Debub, the last bank to join the financial industry, is the least capitalised bank in the country, struggling to attain half billion Birr paid up capital requirement in the next three months.

On the other hand, Debub’s nearest competitor, Enat reported the highest deposit growth among all private banks in the country. In the past three months, its deposit increased by 15pc to 3.1 billion Br, three times higher than Debub.

“We aggressively did a marketing campaign to raise the number of depositors,” said Wondwossen Teshome, president of Enat. “Our unique approach has also helped us to improve our customer base.”

Sluggish increases in loans and advances accompanied the slow growth of deposits.

The total loans and advances disbursed by private banks have gone up by 10pc to 114.6 billion Br over the past three months. The growth rate is two times lower than that of the rate registered in the first half of the year.

However, the growth seems promising for some industry insiders.

“If the trend continues for the next quarter, the annual growth could be as high as 50pc,” said Abdulmenan. “This kind of rate has not been observed in the past decade. It is very impressive.”

The increase in loans and advances have ranged between the five percent decline at Debub and a 23pc increase at Cooperative Bank of Oromia (CBO).

Debub disbursed 751 million Br in loans and advances in the past nine months, the lowest of all private banks.

“The decline in loan and advances was inevitable because of the smaller deposits,” said a senior executive at Debub.

Tightening liquidity sets back the loan and liquid asset levels as well as negatively affecting banks’ interest rate and profitability, according to previous observations of the industry.

Debub’s loans and advances in the nine months of the report were 19pc higher than the same period last year.

On the other hand, CBO, which saw a plunge in profit last year, presented an impressive performance regarding growth in loan and advances- reaching 9.6 billion Br.

“We have bounced back from last year’s weak performance,” said Deribie Asfaw, president of CBO.
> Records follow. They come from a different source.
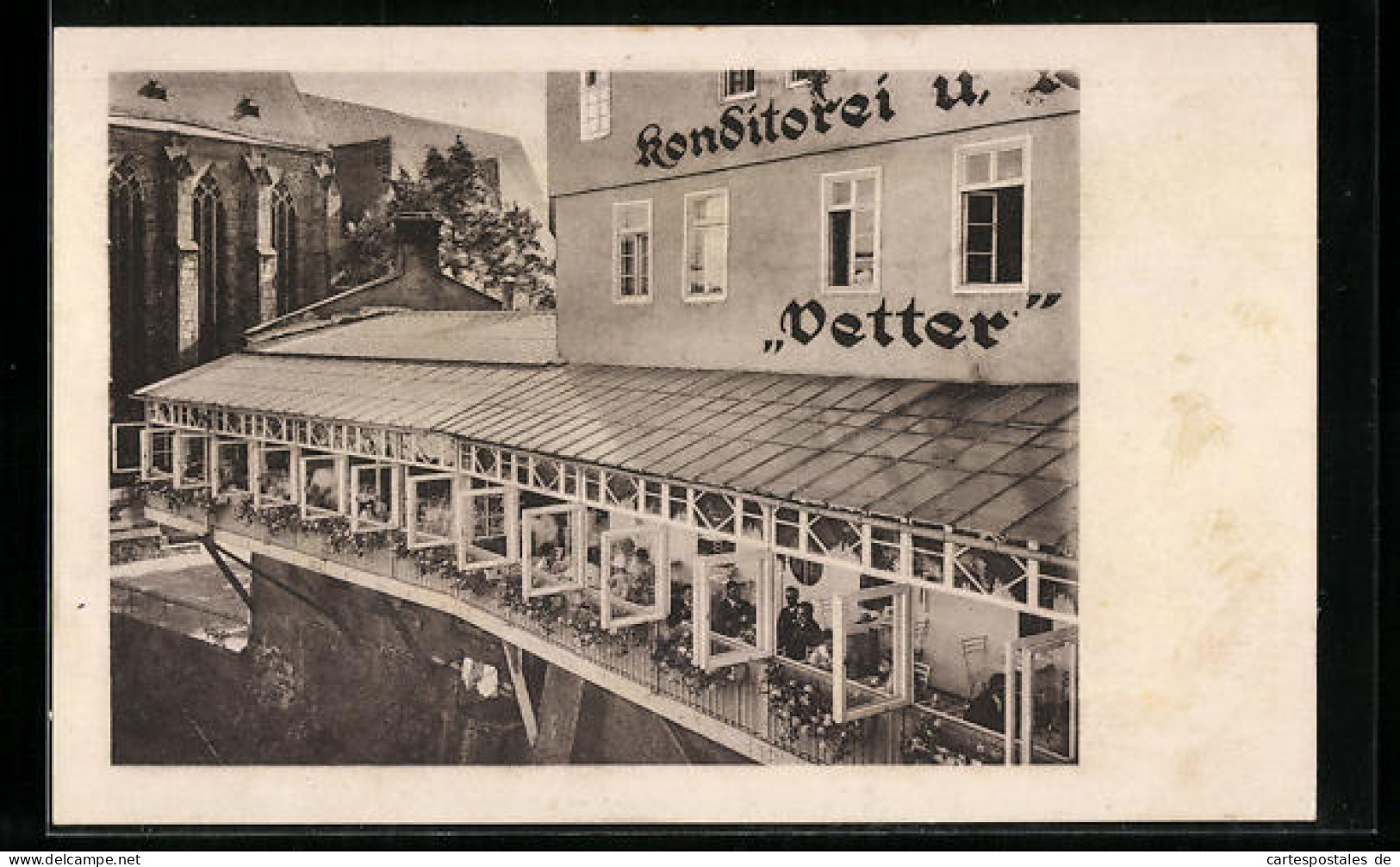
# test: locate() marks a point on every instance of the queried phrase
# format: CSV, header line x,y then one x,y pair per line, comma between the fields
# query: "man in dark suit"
x,y
787,618
734,614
In the first half of last financial year, CBO had the highest growth in deposits, which grew to 35pc. The Bank also underwent aggressive expansion, opening 78 branches in the past nine months, the highest in the industry next to CBE.

“We automatically converted the deposit we collected into income generating activities such as loans,” said Deribie, president of the Bank.
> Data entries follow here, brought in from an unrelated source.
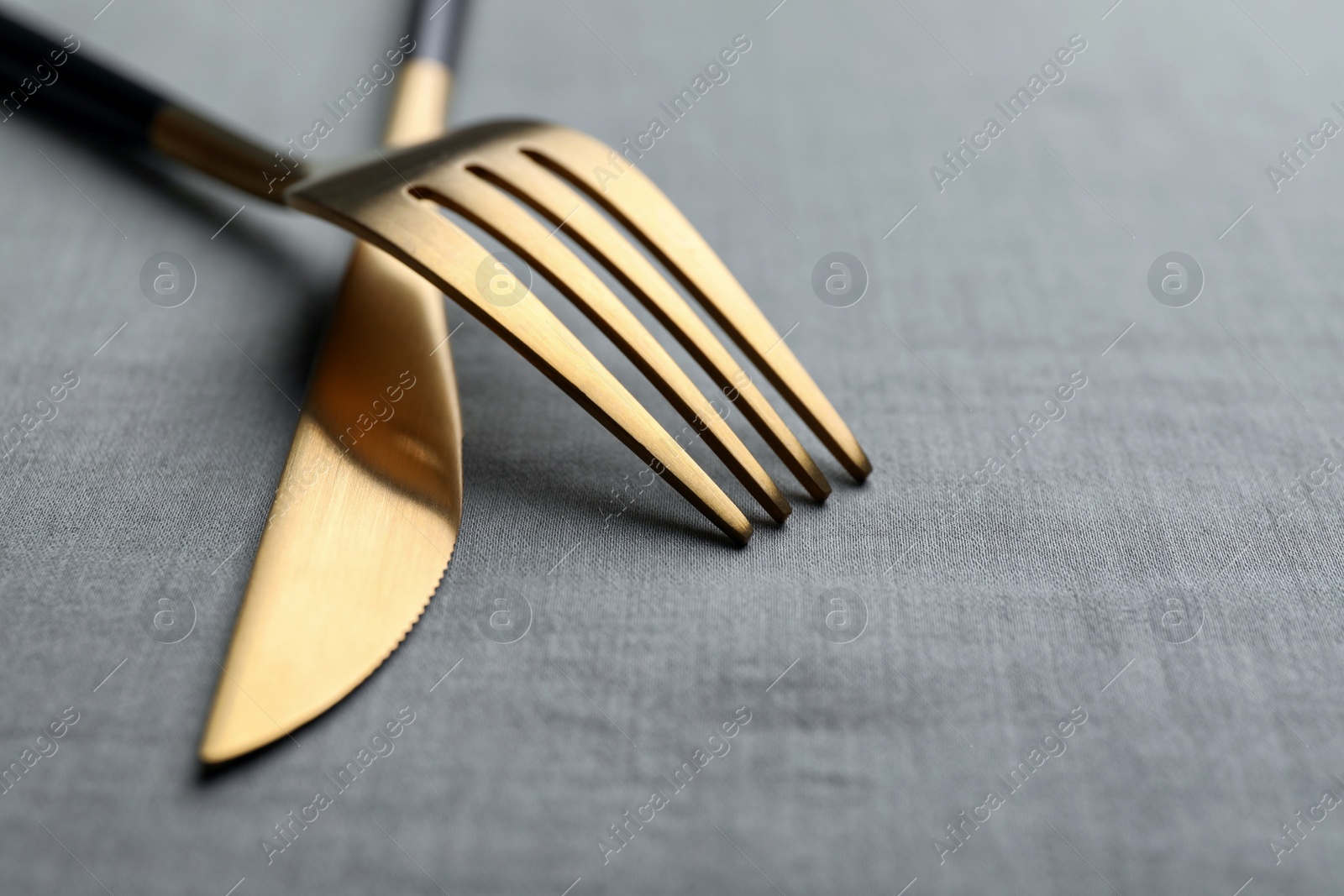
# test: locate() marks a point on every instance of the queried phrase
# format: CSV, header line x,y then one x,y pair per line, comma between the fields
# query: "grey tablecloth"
x,y
1142,564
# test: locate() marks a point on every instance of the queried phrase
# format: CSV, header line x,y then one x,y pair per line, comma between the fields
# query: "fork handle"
x,y
58,81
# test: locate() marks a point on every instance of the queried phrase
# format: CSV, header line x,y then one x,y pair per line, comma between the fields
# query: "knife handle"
x,y
60,81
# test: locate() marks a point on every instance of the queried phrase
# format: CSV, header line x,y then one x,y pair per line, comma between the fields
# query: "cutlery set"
x,y
349,562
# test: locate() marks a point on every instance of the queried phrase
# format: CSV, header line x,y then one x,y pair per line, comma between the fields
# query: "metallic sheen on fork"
x,y
393,202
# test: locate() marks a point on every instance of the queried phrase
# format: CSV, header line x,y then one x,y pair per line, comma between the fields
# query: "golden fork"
x,y
484,174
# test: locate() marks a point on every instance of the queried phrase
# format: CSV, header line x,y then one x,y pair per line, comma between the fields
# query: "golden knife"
x,y
370,501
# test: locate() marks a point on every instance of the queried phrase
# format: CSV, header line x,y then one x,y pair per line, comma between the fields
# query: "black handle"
x,y
437,29
57,80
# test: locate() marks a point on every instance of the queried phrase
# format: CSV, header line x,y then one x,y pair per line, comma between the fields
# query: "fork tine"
x,y
499,214
642,207
378,208
562,206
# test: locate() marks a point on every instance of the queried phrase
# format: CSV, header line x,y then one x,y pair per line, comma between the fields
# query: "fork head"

Bank of Abyssinia, which was the third most profitable bank in the first half of the year, came up with a tremendous growth rate of 21pc.

Overall, despite a slow increase in loans and deposits, the loan to deposits ratio of the industry has modestly improved. Each bank, as well as the industry, have shown a remarkable level of loan to deposit ratios in the last three months. Over the past three months, it increased to 72pc from 68pc. The rise is the highest growth recorded so far this year.

Some relate the increase in loan to deposit ratios with slow growth in investments in the central bank’s five-year bond.

“The growth is evident with a huge sum of bonds are due for redemption every year,” said Abdulmenan, the banking expert.

Except for Debub Global and Addis International Bank, all banks improved their loan to deposits ratio (LDPR). AIB has achieved the highest loan to deposits ratio of 78pc.

However, a high loan to deposit ratio may indicate a lack of enough liquidity to cover any sudden fund requests, according to some industry insiders.

Andualem, director of AIB, explains that LDPR is static in its nature, as it varies day to day.

“LDPR alone cannot show the real picture,” he said. “The type of the loan disbursed matters most.”

On the other hand, the lowest LDPR, 66pc, was reported at Wegagen. If there is a further decline, according to some experts, the low LDPR might indicate that the Bank is not using its resources exhaustively to generate income.

Nevertheless, both AIB and Wegagen’s LPDRs are still reasonable to industry insiders.